AUGSBURGER MEISTER
1770/90

„ADONIS“

LINDENHOLZ GESCHNITZT
HÖHE 62 cm

Adonis ist eine Gestalt aus der vorderorientalischen, griechischen und römischen Mythologie, die ursprünglich wohl ein syro-phönizischer Vegetationsgott war. Vermutlich kommt die Gestalt des Adonis aus dem semitisch-sprachigen Raum, weil sein Name von nordwestsemitisch Adon „Herr“ abgeleitet ist. Nach anderer Auffassung ist er ursprünglich eine phrygische Gottheit, dessen Mythos aber bereits früh rund um das Mittelmeer verbreitet war. Er ist auch sehr dem Inanna/Dumuzi-Mythos ähnlich. In Etrurien war Adonis unter dem Namen Atunis bekannt und war oft als Begleiter von Turan dargestellt.
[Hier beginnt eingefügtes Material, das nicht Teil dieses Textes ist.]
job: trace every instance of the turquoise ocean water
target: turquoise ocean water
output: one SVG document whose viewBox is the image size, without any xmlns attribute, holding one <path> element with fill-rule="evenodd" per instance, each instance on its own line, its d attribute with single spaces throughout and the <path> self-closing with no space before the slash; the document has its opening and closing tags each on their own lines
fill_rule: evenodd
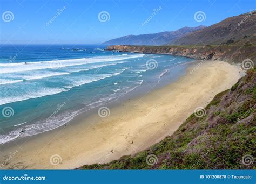
<svg viewBox="0 0 256 184">
<path fill-rule="evenodd" d="M 105 48 L 1 46 L 0 144 L 52 130 L 89 109 L 171 83 L 193 62 Z"/>
</svg>

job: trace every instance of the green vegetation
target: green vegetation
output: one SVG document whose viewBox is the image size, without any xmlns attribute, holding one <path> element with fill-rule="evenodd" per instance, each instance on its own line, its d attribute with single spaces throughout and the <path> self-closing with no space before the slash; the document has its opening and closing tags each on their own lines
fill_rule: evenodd
<svg viewBox="0 0 256 184">
<path fill-rule="evenodd" d="M 255 83 L 254 68 L 217 95 L 205 108 L 205 116 L 191 115 L 171 136 L 149 150 L 79 169 L 256 169 L 255 161 L 248 166 L 241 162 L 245 155 L 256 155 Z M 150 154 L 157 157 L 156 164 L 147 164 Z"/>
</svg>

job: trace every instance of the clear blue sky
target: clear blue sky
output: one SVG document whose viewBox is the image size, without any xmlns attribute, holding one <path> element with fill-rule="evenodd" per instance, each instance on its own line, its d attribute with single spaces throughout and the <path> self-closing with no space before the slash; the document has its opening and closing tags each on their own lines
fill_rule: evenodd
<svg viewBox="0 0 256 184">
<path fill-rule="evenodd" d="M 256 8 L 255 0 L 0 0 L 1 17 L 14 15 L 12 21 L 0 20 L 1 44 L 98 44 L 127 34 L 174 31 L 184 26 L 206 26 Z M 65 9 L 46 26 L 58 9 Z M 144 26 L 142 24 L 161 9 Z M 107 11 L 108 21 L 99 21 Z M 196 12 L 205 20 L 197 22 Z"/>
</svg>

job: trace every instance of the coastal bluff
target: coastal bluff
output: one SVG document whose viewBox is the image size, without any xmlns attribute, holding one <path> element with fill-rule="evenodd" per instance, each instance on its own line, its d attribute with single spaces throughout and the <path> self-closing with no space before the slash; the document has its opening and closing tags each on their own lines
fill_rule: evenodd
<svg viewBox="0 0 256 184">
<path fill-rule="evenodd" d="M 253 45 L 206 46 L 133 46 L 112 45 L 107 51 L 138 52 L 146 54 L 165 54 L 185 56 L 199 60 L 221 60 L 241 63 L 246 59 L 255 61 L 256 53 Z"/>
</svg>

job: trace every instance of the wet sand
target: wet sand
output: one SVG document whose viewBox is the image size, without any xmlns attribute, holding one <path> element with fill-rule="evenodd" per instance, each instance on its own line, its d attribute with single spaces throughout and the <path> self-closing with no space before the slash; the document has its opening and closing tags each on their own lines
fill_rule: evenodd
<svg viewBox="0 0 256 184">
<path fill-rule="evenodd" d="M 198 107 L 241 77 L 237 66 L 204 63 L 175 82 L 64 126 L 0 146 L 2 169 L 73 169 L 133 154 L 172 135 Z"/>
</svg>

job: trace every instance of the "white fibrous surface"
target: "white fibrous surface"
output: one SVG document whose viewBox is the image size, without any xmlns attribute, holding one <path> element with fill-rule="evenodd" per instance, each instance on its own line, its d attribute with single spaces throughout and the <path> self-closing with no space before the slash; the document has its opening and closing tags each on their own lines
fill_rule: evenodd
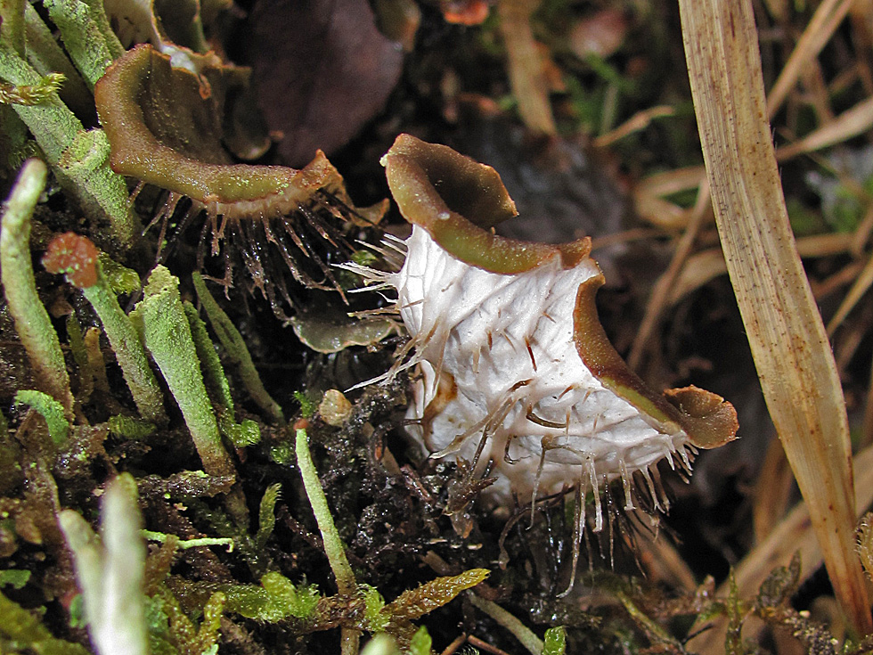
<svg viewBox="0 0 873 655">
<path fill-rule="evenodd" d="M 663 427 L 606 389 L 574 342 L 580 284 L 600 274 L 589 258 L 560 258 L 517 274 L 490 273 L 446 252 L 415 225 L 397 274 L 398 292 L 420 375 L 409 430 L 436 456 L 489 459 L 490 493 L 521 498 L 562 487 L 602 488 L 666 457 L 687 464 L 686 433 Z M 483 441 L 478 458 L 477 449 Z M 649 485 L 650 486 L 650 485 Z"/>
</svg>

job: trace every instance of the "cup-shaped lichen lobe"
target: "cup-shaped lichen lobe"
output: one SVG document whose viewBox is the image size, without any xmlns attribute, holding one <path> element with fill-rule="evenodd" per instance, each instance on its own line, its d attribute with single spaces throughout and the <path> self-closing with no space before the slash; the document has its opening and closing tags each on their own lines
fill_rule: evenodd
<svg viewBox="0 0 873 655">
<path fill-rule="evenodd" d="M 616 352 L 593 303 L 603 277 L 588 239 L 553 246 L 497 236 L 487 228 L 514 214 L 499 176 L 445 146 L 404 135 L 383 161 L 414 224 L 394 282 L 420 362 L 409 418 L 432 452 L 478 457 L 480 471 L 490 459 L 504 474 L 499 486 L 530 495 L 583 478 L 627 483 L 664 458 L 687 464 L 687 446 L 733 438 L 730 404 L 681 390 L 701 414 L 692 421 Z M 701 418 L 712 430 L 695 439 Z"/>
</svg>

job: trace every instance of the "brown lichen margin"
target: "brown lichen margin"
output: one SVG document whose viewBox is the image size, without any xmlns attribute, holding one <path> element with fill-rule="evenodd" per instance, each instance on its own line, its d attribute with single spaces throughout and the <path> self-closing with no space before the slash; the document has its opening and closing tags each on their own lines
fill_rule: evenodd
<svg viewBox="0 0 873 655">
<path fill-rule="evenodd" d="M 197 78 L 170 69 L 169 57 L 149 45 L 128 50 L 110 66 L 94 87 L 100 122 L 111 144 L 112 170 L 132 176 L 204 204 L 212 212 L 242 216 L 249 212 L 293 210 L 319 188 L 339 178 L 319 151 L 302 170 L 281 166 L 249 166 L 199 161 L 160 143 L 146 125 L 140 96 L 150 77 L 162 69 L 182 86 L 197 87 Z M 278 212 L 277 212 L 278 213 Z"/>
<path fill-rule="evenodd" d="M 737 411 L 721 396 L 697 387 L 655 393 L 624 363 L 603 330 L 594 296 L 602 274 L 579 285 L 573 312 L 573 339 L 583 363 L 600 383 L 651 417 L 667 434 L 681 428 L 698 448 L 714 448 L 736 438 Z"/>
<path fill-rule="evenodd" d="M 572 268 L 591 252 L 589 237 L 551 245 L 492 233 L 494 225 L 518 215 L 515 203 L 497 171 L 448 146 L 400 135 L 382 165 L 404 217 L 466 264 L 514 274 L 556 256 L 564 268 Z"/>
</svg>

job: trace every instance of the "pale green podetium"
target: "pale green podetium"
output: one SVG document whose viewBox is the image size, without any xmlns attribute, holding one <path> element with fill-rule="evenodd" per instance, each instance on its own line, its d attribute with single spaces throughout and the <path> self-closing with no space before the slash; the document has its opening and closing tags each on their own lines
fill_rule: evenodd
<svg viewBox="0 0 873 655">
<path fill-rule="evenodd" d="M 0 275 L 9 312 L 30 359 L 37 384 L 61 403 L 67 419 L 71 420 L 73 396 L 61 341 L 37 294 L 30 263 L 30 217 L 45 187 L 46 176 L 45 164 L 29 160 L 5 202 L 0 228 Z"/>
<path fill-rule="evenodd" d="M 209 475 L 235 478 L 233 463 L 221 443 L 216 415 L 203 384 L 197 350 L 179 296 L 179 279 L 165 266 L 157 266 L 144 293 L 131 319 L 138 325 L 146 348 L 182 410 L 203 469 Z"/>
</svg>

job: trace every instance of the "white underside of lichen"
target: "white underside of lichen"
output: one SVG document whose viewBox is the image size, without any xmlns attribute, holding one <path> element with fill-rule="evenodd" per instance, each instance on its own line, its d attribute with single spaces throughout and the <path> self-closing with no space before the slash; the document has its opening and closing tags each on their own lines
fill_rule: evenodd
<svg viewBox="0 0 873 655">
<path fill-rule="evenodd" d="M 523 274 L 489 273 L 458 260 L 417 225 L 406 250 L 399 273 L 381 282 L 397 290 L 412 336 L 409 361 L 420 373 L 408 430 L 430 453 L 470 462 L 484 438 L 477 468 L 494 462 L 493 495 L 596 491 L 622 479 L 625 504 L 635 471 L 651 487 L 649 471 L 660 460 L 687 465 L 686 433 L 664 433 L 579 356 L 573 310 L 579 285 L 600 273 L 592 260 L 565 270 L 556 257 Z M 437 396 L 435 406 L 445 405 L 422 422 Z"/>
</svg>

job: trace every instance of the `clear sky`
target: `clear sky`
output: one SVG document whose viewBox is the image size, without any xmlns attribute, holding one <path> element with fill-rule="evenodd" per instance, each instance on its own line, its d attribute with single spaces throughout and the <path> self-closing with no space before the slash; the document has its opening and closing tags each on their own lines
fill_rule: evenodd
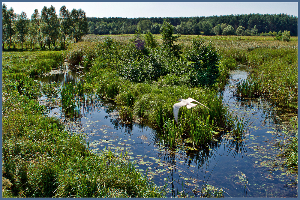
<svg viewBox="0 0 300 200">
<path fill-rule="evenodd" d="M 65 5 L 70 11 L 81 8 L 87 17 L 191 17 L 250 13 L 284 13 L 298 16 L 298 2 L 2 2 L 14 12 L 24 11 L 29 19 L 34 10 L 52 5 L 56 13 Z"/>
</svg>

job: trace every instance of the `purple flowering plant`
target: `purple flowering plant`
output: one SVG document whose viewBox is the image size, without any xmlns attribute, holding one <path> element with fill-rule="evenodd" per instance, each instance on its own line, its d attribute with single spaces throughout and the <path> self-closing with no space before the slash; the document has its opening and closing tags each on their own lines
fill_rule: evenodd
<svg viewBox="0 0 300 200">
<path fill-rule="evenodd" d="M 138 31 L 134 31 L 134 39 L 133 43 L 135 47 L 139 50 L 141 50 L 145 48 L 145 42 L 143 40 L 143 36 L 141 32 L 141 30 L 139 29 Z"/>
</svg>

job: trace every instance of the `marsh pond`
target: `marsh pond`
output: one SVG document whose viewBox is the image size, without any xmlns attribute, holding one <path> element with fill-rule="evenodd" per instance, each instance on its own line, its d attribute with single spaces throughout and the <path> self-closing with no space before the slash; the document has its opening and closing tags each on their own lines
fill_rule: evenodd
<svg viewBox="0 0 300 200">
<path fill-rule="evenodd" d="M 157 136 L 158 131 L 142 121 L 122 122 L 116 103 L 96 94 L 85 94 L 89 100 L 79 106 L 79 117 L 75 120 L 64 115 L 57 103 L 59 97 L 52 103 L 45 96 L 39 101 L 48 107 L 49 115 L 63 122 L 66 129 L 86 135 L 91 151 L 126 151 L 128 160 L 135 162 L 136 170 L 146 172 L 157 185 L 170 183 L 169 187 L 174 190 L 170 197 L 183 187 L 186 193 L 193 193 L 193 189 L 201 190 L 206 183 L 212 190 L 222 188 L 225 197 L 297 197 L 297 172 L 284 166 L 285 159 L 278 156 L 276 145 L 281 139 L 276 138 L 282 133 L 286 119 L 295 115 L 296 110 L 262 97 L 233 97 L 234 80 L 246 79 L 251 70 L 238 66 L 231 71 L 229 84 L 220 94 L 235 113 L 250 119 L 244 138 L 236 140 L 228 134 L 220 134 L 198 149 L 184 145 L 172 150 L 166 148 Z M 83 82 L 85 70 L 65 64 L 36 79 L 62 84 Z"/>
</svg>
Im Ersten Buch der Könige des Alten Testament wird die Geschichte eines „Adonia“ erzählt, der „ein sehr schöner Mann war“ und als zweitgeborener Sohn des sagenhaften israelischen Königs David den Versuch unternahm, Davids Thron an Stelle von Salomo an sich zu bringen. Mehr noch als die sprachliche Ableitung (vergl. oben) spricht diese Namensgleichheit dafür, dass der biblische Adonia und Adonis im Ursprung als identische, mythische Figur zu sehen sind. In der griechischen Mythologie ist Adonis das Sinnbild oder der Gott der Schönheit und der Vegetation und einer der Geliebten der Aphrodite (oder ihrer römischen Entsprechung Venus). Er wird als wunderschöner Jüngling beschrieben. Aphrodite habe der Sage nach sein auf den Boden fallendes Blut in ein Adonisröschen verwandelt, als ihn der eifersüchtige Ares (oder seine römische Entsprechung Mars), der sich in einen wütenden Eber verwandelt hatte, tötete. Aphrodite mussste Ihre Liebe allerdings mit Persephone teilen. Zeus verfügte, dass Adonis jeweils den dritten Teil seiner Zeit bei Aphrodite oder Persephone leben sollte. Über das restliche Drittel konnte er frei verfügen. Aus jedem Blutstropfen soll eine Anemone (Adonisröschen), aus jeder von Aphrodite vergossenen Träne eine weiße Rose gewachsen sein.